Nello stesso inverno, ho cominciato a studiare i tragici greci, come da programma nella seconda liceo classico, sotto le stringate ed efficaci indicazioni di un professore indimenticabile (per ragioni più legate alla vita che alla scuola soltanto), Gianantonio Collaoni. Mio padre mi aveva regalato l’edizione in brossura della raccolta di tutte le tragedie greche di Sansoni, con la copertina rossa e la fulminante introduzione di Carlo Diano (“O la tyche o gli dei”), e avevo cominciato a inoltrarmi, o a perdermi (il che è forse lo stesso) in quel mondo d’intrighi, dolori, vendette e divinità sconcertanti, così lontano e così vicino.
Un sabato pomeriggio di profondo inverno, mentre la qualificazione agli Europei dei Campeones del Bernabeu incontrava un nuovo ostacolo sotto le fattezze di un improbabile pareggio a Cipro, arrivato al Palamarmi appresi che la lezione non c’era per un improvviso impegno dell’istruttore. Rincasai, facendo una deviazione verso la libreria Minerva, dove avevo visto, tra i volumi della Piccola Biblioteca Einaudi, un testo cui il nostro professore aveva fatto riferimento, durante una lezione. Lo trovai, lo comperai (ottomila lire). Lo portai a casa, iniziai a leggerlo in quel pomeriggio inatteso.

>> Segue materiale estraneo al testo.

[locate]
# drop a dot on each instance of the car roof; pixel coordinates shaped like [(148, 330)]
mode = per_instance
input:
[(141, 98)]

Il titolo del libro non era granché affascinante (nella mitica Einaudi non si dovevano essere sprecati, su questo punto): L’ideologia del potere e la tragedia greca. Ricerche su Eschilo. L’autore era un grecista della Normale e dell’Università di Pisa: Vincenzo Di Benedetto.
Il libro, che studiai nei dettagli nelle settimane successive, lo lessi tutto durante quel pomeriggio e nella serata. Si faceva leggere, denso sì di riferimenti testuali (e per questo molto invitante, per me) e di discussioni, ma anche dotato di una scrittura concreta, no frills, e di un’architettura argomentativa coerente. In quelle sorprendenti ore, tra Persiani Agamennone Coefore Eumenidi, seguii la storia di una città, dei nodi che la tengono insieme (o che la fanno scricchiolare), e degli interrogativi di un poeta che parla ai suoi cittadini, scandagliando la relazione tra individuo, stirpe, città e dei. Domande antichissime, e anche mie, però, sentivo.

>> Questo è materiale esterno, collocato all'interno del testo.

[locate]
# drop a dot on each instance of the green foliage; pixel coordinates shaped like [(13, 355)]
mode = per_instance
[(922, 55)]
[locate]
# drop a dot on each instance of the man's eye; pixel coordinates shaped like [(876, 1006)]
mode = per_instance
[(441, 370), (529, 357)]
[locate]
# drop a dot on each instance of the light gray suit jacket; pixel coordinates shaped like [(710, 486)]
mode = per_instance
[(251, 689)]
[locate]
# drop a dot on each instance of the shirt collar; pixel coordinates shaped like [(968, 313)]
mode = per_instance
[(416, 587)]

E poi, ci fu l’estate successiva, quando cominciai a giudicare le mie prime gare di pattinaggio e mi ero definitivamente convinto che avrei studiato lettere antiche. Con qualche fatica, tra i Reprints Einaudi riuscii a trovare Euripide: teatro e società (altro titolo che, insomma…), che Di Benedetto aveva pubblicato nel 1971. Anche questo libro lo lessi, una prima volta, tutto intero: ne veniva fuori la guida per entrare nelle tragedie, a partire dalle formidabili eroine del paradosso su ciò che è bene (Alcesti Medea Fedra), la traiettoria della città durante la guerra del Peloponneso, ma, ancora di più (e, si capiva, era la cosa che forse maggiormente premeva all’autore, ma anche quella che andava detta più sottotraccia), il percorso di un individuo, il poeta, con i suoi interrogativi -sulla città, sull’uomo, sugli dei. Emblematico il finale, con il confronto tra Sofocle ed Euripide, il loro diverso modo di narrare il mito tebano, con la decisa preferenza dello studioso per la “più umana” (così lui scriveva) versione euripidea.
Più enigmatico e teso mi apparve invece il rapporto tra Di Benedetto e Sofocle, autore enigmaticissimo, oggetto di un volume della Nuova Italia (titolo, anche questo decisamente rivedibile: Sofocle) che comperai l’estate successiva, godendomi il piacere della rifilatura delle pagine. La lettura mi lasciò l’impressione della sfuggevolezza ieratica del tragediografo, che s’intrufolava nel groppo di questioni che andavo affrontando in quel momento: l’Università da cominciare, soprattutto, il che voleva dire soprattutto un esame da preparare.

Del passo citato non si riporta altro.